For instance, many patients withdrawing from serotonin reuptake inhibitors develop a food intolerance. There is likely some physiological basis for this but in many cases an understandable phobic element can develop also. There is a real need to attempt to distinguish between the physiological problem and any phobic avoidance and in helping the person nudge forward from whatever position they are in.
Nudging people forward rather than treating a clear disease entity involves helping both extraverts and introverts and this may mean being prepared to use NLP for the former and Cognitive approaches for the latter.
The most important aspects of therapy may be the nonspecific or common factors of therapy that involve validation of the patient’s suffering, confidentiality, support, alliance building, use of collaborative problem solving strategies, exposure to anxiety evoking stimuli, patience, and a willingness to tolerate the patient’s suffering as they go through the withdrawal experience no matter how long it takes or at least as long as the patient is willing to tolerate their own suffering.

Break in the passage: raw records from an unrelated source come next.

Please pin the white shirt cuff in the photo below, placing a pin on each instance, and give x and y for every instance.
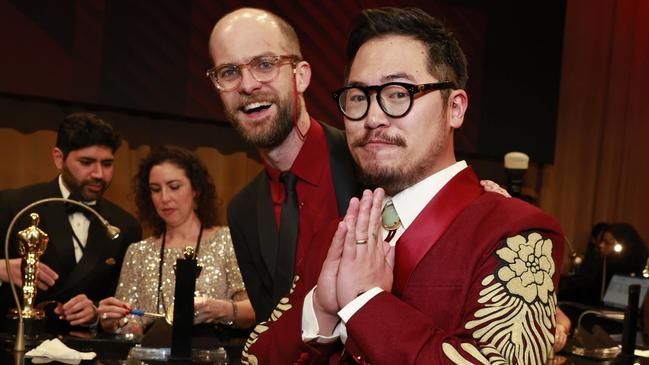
(310, 328)
(352, 307)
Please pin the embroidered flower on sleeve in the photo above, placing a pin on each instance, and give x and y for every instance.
(529, 267)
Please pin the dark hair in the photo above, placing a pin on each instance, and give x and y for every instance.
(446, 60)
(626, 234)
(81, 130)
(200, 180)
(597, 231)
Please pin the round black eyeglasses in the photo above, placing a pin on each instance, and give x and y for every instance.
(394, 98)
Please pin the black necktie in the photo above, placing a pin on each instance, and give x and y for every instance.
(71, 208)
(288, 227)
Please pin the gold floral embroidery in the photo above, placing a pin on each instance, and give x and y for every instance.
(283, 306)
(519, 304)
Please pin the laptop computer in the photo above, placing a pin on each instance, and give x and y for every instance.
(617, 292)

Another area of great importance is enhancing a person’s self-management skills. We live in a culture where it would be thought inconceivable that someone with serious epilepsy could manage their condition without medication but in fact they can do so very successfully in many cases by looking after dietary issues, sleep hygiene, taking particular call when burdened by work demands, infections or other physical stresses.
Recognizing the physicality of the problem should not lead a good therapist to abandon their patient as it sometimes does.
Equally important is being able to recognize the right time to attempt certain things – getting the motivation right.
Doctors often panic when the patient exhibits any suffering and increase or add other drugs too rapidly, or switch drugs too rapidly. The NIMH collaborative depression study found therapists who were more patient and expected recovery to take more work and time had better outcomes.
Aside from specific symptomatic interventions, there is a more general need to keep up morale, and a need to view health broadly with an emphasis on keeping the person physically and socially active.
Questions before engaging a therapist
- Do you accept the points made above?
- Do you accept that you may not know any better than me about prescription drug dependence and that progress will need collaboration rather than dictatorship?
- Are you happy for me to consult with others about treatments you might propose?